L’actuel patron de la CIA désormais à la tête de la diplomatie américaine

Tout en remerciant Rex Tillerson pour ses services, le président a également annoncé la nomination de Gina Haspel comme nouvelle directrice de la CIA, première femme à occuper ce poste. Dans son tweet, Trump écrit : ”Mike Pompeo, directeur de la CIA, va devenir notre nouveau secrétaire d’Etat. Il fera un travail fantastique ! Merci à Rex Tillerson pour son travail ! Gina Haspel va devenir la nouvelle directrice de la CIA, pour la première fois dirigée par une femme. Bravo à tous !”

“Nous avons la même façon de penser”, assure le président américain à propos de celui qui était jusqu’alors directeur de la CIA.

A 53 ans, Mike Pompeo a eu un parcours fulgurant. Né en Californie, il est sorti major de sa promotion à la prestigieuse école militaire de West Point en 1986.

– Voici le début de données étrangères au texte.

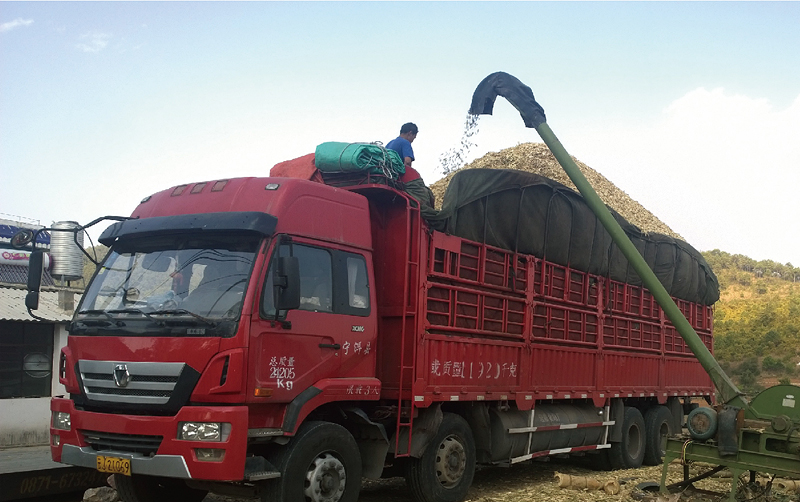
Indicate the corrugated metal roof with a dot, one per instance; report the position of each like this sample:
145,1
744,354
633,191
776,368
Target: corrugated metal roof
15,274
12,306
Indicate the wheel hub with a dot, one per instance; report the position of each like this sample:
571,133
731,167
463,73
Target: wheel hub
326,478
451,462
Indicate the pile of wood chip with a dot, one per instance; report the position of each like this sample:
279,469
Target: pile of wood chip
536,158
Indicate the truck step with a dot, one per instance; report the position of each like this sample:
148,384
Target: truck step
258,476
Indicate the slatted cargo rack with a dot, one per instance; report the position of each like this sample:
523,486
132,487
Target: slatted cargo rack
546,331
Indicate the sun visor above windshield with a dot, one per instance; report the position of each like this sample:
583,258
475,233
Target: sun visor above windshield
249,221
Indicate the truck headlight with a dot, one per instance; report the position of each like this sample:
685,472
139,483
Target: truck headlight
204,431
61,421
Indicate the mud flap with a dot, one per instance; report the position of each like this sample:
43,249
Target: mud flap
425,427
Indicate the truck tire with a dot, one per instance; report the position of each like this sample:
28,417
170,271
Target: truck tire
445,470
321,463
629,453
658,422
154,489
702,423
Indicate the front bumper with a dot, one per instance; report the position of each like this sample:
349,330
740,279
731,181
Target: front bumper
172,457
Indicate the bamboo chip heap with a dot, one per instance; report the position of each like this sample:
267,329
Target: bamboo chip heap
536,158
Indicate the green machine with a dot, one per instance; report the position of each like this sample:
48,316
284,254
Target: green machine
757,436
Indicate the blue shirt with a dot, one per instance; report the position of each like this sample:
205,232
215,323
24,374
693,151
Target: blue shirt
402,146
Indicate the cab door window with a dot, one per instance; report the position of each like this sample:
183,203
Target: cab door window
316,279
330,281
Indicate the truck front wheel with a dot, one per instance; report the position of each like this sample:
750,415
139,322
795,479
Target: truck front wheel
321,463
444,471
154,489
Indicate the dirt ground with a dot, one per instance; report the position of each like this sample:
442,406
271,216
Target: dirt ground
535,481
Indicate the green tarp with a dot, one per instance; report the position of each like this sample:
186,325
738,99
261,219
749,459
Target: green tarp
335,157
531,214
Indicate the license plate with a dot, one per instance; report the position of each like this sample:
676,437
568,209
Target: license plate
114,465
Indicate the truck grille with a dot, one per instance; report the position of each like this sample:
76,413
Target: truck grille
145,383
134,443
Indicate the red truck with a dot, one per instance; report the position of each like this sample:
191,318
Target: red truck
284,338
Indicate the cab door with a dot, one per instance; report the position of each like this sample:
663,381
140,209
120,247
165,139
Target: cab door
331,335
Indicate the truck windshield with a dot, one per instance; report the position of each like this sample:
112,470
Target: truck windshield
177,285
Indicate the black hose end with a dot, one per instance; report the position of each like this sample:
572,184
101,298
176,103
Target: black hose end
518,94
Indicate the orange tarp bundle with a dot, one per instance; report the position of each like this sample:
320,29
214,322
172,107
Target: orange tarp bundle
301,167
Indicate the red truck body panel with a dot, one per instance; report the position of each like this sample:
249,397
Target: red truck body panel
451,320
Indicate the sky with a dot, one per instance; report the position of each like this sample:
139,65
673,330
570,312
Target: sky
692,108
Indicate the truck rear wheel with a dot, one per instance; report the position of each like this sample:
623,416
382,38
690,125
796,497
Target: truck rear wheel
154,489
657,424
445,470
629,453
321,463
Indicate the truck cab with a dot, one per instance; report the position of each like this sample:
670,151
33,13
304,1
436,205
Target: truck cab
222,315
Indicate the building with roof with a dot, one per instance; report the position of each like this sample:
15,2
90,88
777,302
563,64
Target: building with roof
29,345
29,356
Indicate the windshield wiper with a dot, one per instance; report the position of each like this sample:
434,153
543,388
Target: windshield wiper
184,311
137,311
111,319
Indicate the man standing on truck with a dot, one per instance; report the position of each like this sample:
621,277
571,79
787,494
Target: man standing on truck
402,144
411,180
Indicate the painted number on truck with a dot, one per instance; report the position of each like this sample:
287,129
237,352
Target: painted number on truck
282,370
483,370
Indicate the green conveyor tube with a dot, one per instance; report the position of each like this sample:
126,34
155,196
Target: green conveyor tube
521,97
729,393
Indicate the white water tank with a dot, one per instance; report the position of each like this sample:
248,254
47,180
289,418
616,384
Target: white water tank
67,256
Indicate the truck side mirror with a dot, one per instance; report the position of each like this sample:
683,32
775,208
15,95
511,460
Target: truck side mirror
287,283
35,266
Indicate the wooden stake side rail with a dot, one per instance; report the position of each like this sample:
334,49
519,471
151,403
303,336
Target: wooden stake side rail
497,323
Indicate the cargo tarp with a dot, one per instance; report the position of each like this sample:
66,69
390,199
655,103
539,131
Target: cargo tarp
531,214
335,157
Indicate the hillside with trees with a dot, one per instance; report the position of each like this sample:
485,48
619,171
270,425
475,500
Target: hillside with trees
757,320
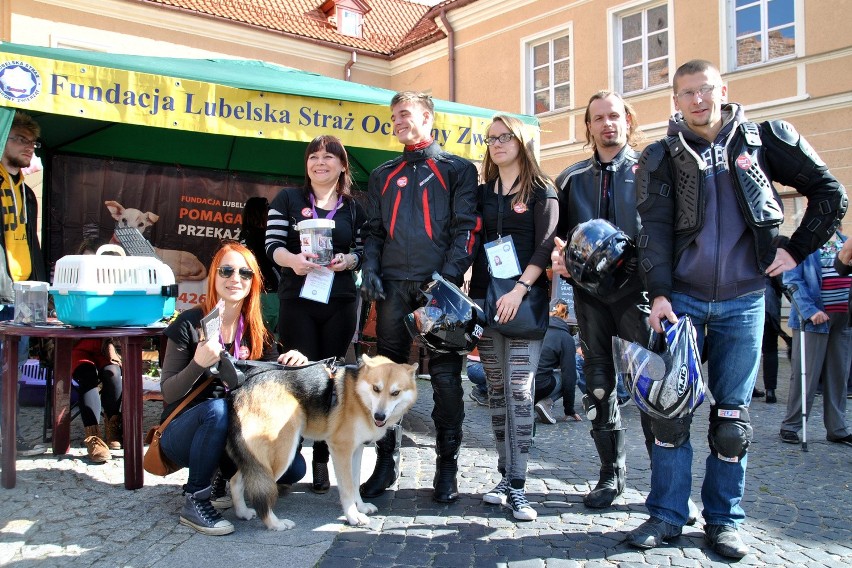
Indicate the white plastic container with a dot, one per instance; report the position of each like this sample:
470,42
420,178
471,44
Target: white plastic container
103,290
315,237
30,302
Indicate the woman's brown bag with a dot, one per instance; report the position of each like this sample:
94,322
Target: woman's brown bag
155,460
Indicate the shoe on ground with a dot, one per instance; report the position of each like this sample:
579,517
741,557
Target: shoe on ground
321,484
725,540
844,440
478,397
497,496
516,500
219,493
97,449
545,412
199,513
25,449
789,437
653,533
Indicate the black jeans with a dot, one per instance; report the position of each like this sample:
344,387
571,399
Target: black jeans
394,342
88,377
599,321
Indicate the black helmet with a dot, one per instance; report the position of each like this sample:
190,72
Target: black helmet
449,321
597,256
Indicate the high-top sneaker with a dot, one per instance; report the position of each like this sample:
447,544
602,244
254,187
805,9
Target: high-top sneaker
199,513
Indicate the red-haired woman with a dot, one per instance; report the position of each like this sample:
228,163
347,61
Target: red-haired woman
196,437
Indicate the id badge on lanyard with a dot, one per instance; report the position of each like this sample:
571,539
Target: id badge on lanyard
502,258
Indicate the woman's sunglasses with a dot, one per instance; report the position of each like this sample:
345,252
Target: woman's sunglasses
228,271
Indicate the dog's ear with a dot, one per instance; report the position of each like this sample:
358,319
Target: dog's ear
115,209
411,368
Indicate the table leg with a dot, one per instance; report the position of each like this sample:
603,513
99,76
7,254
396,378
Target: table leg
62,396
10,402
131,402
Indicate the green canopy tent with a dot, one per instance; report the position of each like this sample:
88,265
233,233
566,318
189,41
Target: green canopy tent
189,140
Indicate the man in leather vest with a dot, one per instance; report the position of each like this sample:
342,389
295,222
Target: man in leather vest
422,219
603,187
709,234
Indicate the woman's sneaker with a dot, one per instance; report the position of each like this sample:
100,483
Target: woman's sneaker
516,500
199,513
497,496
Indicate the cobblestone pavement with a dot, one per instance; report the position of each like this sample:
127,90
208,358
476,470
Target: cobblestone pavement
798,506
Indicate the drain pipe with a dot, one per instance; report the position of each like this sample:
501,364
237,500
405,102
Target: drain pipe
347,70
451,54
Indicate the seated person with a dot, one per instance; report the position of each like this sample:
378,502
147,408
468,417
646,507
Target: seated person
556,376
96,363
196,437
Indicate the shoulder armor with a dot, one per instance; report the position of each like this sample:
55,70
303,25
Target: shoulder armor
751,133
571,171
785,133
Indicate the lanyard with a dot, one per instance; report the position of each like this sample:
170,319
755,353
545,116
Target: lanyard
330,213
238,338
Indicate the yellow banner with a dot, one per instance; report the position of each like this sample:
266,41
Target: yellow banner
130,97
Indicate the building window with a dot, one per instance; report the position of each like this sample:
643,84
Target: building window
643,48
349,22
764,30
549,74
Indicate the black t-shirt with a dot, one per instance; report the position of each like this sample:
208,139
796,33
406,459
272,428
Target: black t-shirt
529,224
290,207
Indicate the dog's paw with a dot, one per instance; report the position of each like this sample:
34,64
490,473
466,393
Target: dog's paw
280,525
358,520
367,508
244,513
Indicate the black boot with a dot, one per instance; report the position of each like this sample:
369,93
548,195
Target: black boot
447,445
610,445
387,464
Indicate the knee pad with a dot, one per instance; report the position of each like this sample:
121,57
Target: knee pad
671,432
730,432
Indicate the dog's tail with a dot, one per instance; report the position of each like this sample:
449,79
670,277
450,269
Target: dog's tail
260,489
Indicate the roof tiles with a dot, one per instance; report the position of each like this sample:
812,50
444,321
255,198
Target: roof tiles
390,27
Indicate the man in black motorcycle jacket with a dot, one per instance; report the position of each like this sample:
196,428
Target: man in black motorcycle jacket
603,187
422,219
709,234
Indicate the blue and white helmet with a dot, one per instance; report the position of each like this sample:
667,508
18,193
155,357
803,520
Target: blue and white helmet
665,381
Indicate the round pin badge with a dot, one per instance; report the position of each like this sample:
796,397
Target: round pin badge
743,162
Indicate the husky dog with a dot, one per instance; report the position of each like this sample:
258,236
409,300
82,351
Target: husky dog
347,408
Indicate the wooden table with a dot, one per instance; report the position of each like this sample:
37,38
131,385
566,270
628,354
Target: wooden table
131,338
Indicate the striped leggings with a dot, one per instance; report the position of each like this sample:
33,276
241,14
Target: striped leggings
510,366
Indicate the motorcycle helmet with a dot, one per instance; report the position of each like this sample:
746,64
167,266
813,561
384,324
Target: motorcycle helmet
448,321
597,256
665,381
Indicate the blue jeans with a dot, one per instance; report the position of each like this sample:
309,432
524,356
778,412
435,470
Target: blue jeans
734,330
196,439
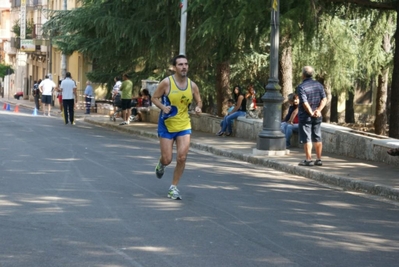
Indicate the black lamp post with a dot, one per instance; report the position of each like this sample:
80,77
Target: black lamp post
271,138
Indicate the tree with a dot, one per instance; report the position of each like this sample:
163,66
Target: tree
383,6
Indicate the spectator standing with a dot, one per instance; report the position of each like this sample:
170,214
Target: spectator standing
145,105
46,88
176,93
69,98
230,107
59,96
312,99
290,122
239,110
88,94
126,89
117,87
252,112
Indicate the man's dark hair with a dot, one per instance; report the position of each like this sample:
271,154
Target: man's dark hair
174,60
308,71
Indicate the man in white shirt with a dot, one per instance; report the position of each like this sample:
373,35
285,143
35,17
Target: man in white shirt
46,87
69,98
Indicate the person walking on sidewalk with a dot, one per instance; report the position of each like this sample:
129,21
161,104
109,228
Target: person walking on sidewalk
36,93
88,95
46,88
290,122
69,98
126,89
173,96
312,99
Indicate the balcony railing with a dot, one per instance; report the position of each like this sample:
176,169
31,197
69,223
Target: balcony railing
9,49
37,32
15,42
5,34
15,3
5,5
29,3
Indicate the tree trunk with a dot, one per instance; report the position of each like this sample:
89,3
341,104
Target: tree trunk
349,109
286,72
334,109
394,99
222,86
380,112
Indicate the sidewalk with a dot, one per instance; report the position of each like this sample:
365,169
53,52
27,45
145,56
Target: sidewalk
348,173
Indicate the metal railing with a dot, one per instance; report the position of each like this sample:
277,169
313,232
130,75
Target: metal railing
37,31
29,3
5,34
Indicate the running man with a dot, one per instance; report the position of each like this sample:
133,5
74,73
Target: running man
173,96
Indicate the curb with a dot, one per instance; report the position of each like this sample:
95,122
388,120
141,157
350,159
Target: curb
331,179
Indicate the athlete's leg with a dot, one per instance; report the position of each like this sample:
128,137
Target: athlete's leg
166,146
182,146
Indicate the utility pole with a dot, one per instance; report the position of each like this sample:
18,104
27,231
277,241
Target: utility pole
271,140
63,56
183,27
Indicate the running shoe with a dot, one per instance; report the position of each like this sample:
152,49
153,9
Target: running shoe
318,162
174,193
159,170
306,163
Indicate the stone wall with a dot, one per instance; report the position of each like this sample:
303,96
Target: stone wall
336,139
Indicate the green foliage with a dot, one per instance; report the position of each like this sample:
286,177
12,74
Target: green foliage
139,37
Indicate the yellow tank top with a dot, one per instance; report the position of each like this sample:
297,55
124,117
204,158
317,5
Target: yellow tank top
180,98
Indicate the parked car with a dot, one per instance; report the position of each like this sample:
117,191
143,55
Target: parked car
18,95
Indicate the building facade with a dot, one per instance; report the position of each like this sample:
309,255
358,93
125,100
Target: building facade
31,55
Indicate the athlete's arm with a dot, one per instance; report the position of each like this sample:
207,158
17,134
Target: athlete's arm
162,89
197,97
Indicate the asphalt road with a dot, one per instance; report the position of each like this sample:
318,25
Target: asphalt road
87,196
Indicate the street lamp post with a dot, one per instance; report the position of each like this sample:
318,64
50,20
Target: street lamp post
183,27
271,139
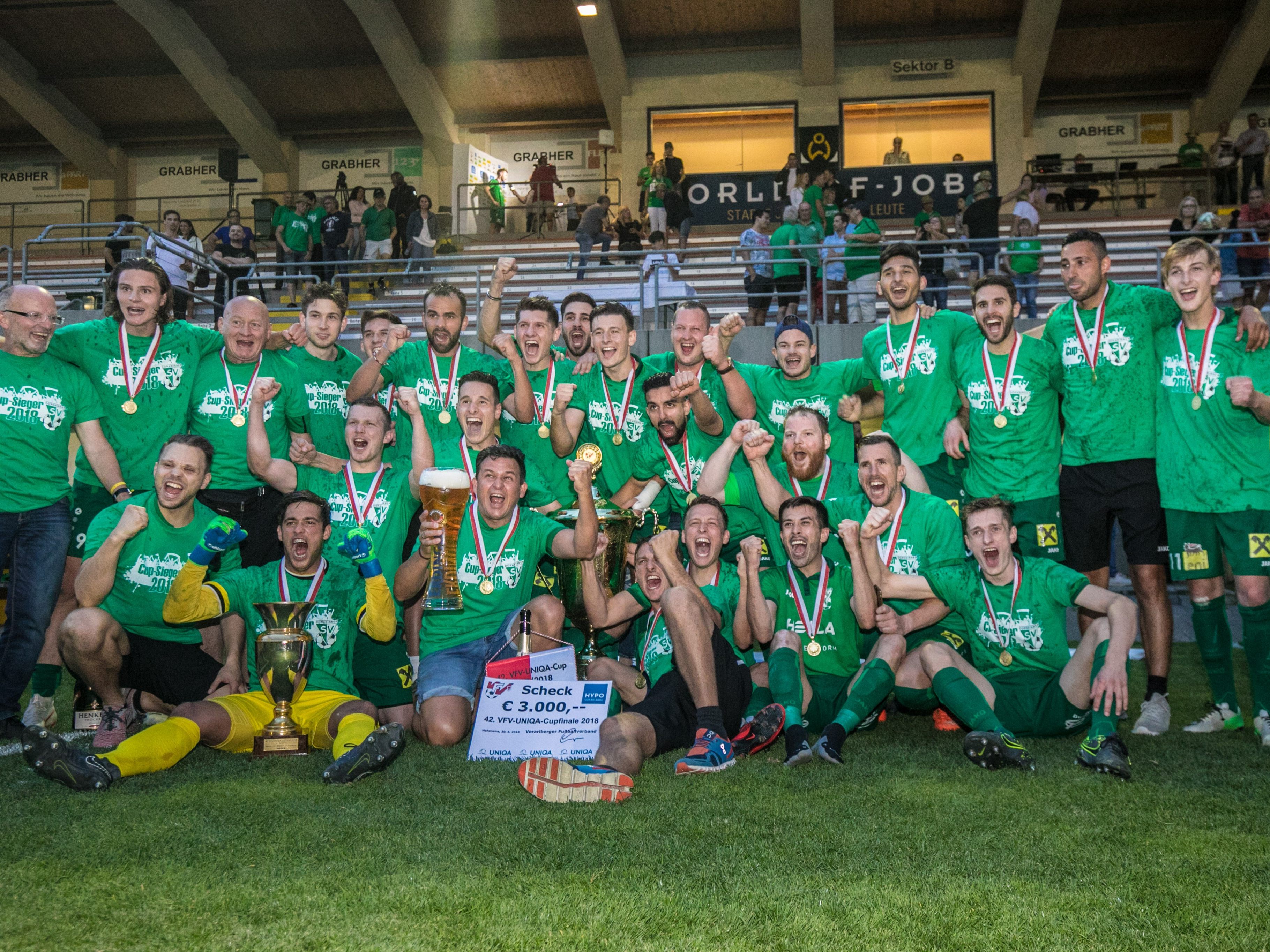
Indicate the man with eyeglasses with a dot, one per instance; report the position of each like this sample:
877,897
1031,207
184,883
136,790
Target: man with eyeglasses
42,400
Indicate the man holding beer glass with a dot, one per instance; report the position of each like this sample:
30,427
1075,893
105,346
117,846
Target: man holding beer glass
487,549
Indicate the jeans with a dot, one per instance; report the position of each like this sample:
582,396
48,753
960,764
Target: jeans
35,545
585,244
1026,285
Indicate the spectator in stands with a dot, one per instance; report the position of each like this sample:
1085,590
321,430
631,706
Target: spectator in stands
236,258
1225,162
759,271
1254,259
593,229
422,233
402,201
1252,145
897,155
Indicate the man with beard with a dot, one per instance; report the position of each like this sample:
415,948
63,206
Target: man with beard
328,712
910,358
689,687
1104,341
1022,681
500,544
809,617
435,366
804,470
117,642
1014,440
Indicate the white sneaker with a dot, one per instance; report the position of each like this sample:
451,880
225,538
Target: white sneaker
1155,716
40,712
1220,719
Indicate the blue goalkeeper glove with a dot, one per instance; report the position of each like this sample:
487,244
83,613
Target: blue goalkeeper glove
220,535
359,547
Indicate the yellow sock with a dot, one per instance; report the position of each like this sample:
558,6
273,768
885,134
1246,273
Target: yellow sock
155,748
353,729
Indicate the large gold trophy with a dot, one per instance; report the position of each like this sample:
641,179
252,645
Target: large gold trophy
445,494
284,656
618,526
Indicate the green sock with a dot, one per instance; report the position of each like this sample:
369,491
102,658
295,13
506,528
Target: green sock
966,701
45,680
786,683
871,690
1256,649
1213,638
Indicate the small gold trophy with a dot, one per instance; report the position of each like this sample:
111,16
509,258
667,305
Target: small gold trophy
284,656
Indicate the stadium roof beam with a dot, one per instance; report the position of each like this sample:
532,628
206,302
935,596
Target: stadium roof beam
54,116
418,88
817,23
1235,69
607,60
1032,51
206,70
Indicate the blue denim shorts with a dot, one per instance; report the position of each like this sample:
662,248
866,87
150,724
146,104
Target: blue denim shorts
456,672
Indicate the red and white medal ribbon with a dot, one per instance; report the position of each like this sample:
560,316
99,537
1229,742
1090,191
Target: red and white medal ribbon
363,512
1196,376
251,384
133,385
825,482
1000,404
811,624
313,587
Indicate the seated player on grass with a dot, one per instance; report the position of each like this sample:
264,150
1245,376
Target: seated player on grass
329,712
812,613
1023,680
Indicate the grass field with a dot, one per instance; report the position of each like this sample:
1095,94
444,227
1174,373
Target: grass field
906,847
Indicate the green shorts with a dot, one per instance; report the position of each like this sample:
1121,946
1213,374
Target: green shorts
944,476
1040,529
381,672
1197,543
87,502
1033,705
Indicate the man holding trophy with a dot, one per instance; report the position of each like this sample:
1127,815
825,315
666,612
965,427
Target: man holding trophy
477,559
337,602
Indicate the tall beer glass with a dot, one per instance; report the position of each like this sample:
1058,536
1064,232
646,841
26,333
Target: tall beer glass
445,494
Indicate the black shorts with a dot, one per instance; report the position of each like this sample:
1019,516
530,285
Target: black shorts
672,711
171,671
1095,496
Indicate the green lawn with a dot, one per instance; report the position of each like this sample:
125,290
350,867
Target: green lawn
906,847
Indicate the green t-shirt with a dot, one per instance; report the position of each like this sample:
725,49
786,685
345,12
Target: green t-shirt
1217,459
916,418
388,522
599,428
41,400
379,224
211,413
839,634
1020,460
860,257
1113,418
148,564
163,403
1034,633
930,539
525,436
514,581
326,384
776,395
409,367
333,621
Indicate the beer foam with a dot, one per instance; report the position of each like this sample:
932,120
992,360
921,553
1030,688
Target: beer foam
445,479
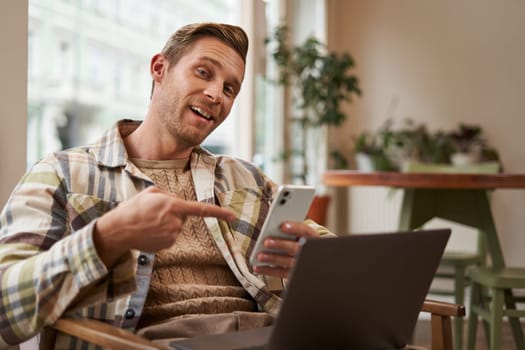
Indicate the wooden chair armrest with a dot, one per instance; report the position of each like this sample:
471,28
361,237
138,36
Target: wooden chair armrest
443,308
103,334
441,326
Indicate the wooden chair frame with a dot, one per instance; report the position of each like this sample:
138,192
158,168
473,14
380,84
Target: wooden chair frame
111,337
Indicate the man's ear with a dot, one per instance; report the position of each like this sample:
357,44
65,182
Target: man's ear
158,66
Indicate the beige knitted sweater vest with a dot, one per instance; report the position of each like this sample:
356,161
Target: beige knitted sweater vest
191,277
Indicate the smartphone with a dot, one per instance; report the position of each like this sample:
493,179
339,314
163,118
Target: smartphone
291,203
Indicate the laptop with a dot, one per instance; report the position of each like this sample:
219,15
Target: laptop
361,291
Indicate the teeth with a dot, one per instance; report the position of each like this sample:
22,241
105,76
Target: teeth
201,112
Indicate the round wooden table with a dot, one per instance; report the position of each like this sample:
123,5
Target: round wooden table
462,198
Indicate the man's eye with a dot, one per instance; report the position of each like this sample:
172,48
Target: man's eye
229,91
202,72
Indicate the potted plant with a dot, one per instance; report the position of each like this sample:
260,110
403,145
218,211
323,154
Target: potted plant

Après avoir servi pendant cinq ans dans l’US Army, il a intégré la Harvard Law School, l’une des plus grandes et prestigieuses facultés de droit du pays, par laquelle est aussi passé Barack Obama.

Il a fondé une société d’ingénierie dans le Kansas avant de se lancer dans la politique en 2010 avec le soutien des frères Koch, Charles et David Koch, des milliardaires qui financent à coups de centaines de millions de dollars les causes les plus néolibérales.

Ce fidèle parmi les fidèles de Donald Trump sera “parachuté” à la tête de la CIA le 23 janvier 2017, soit trois jours après l’investiture du président.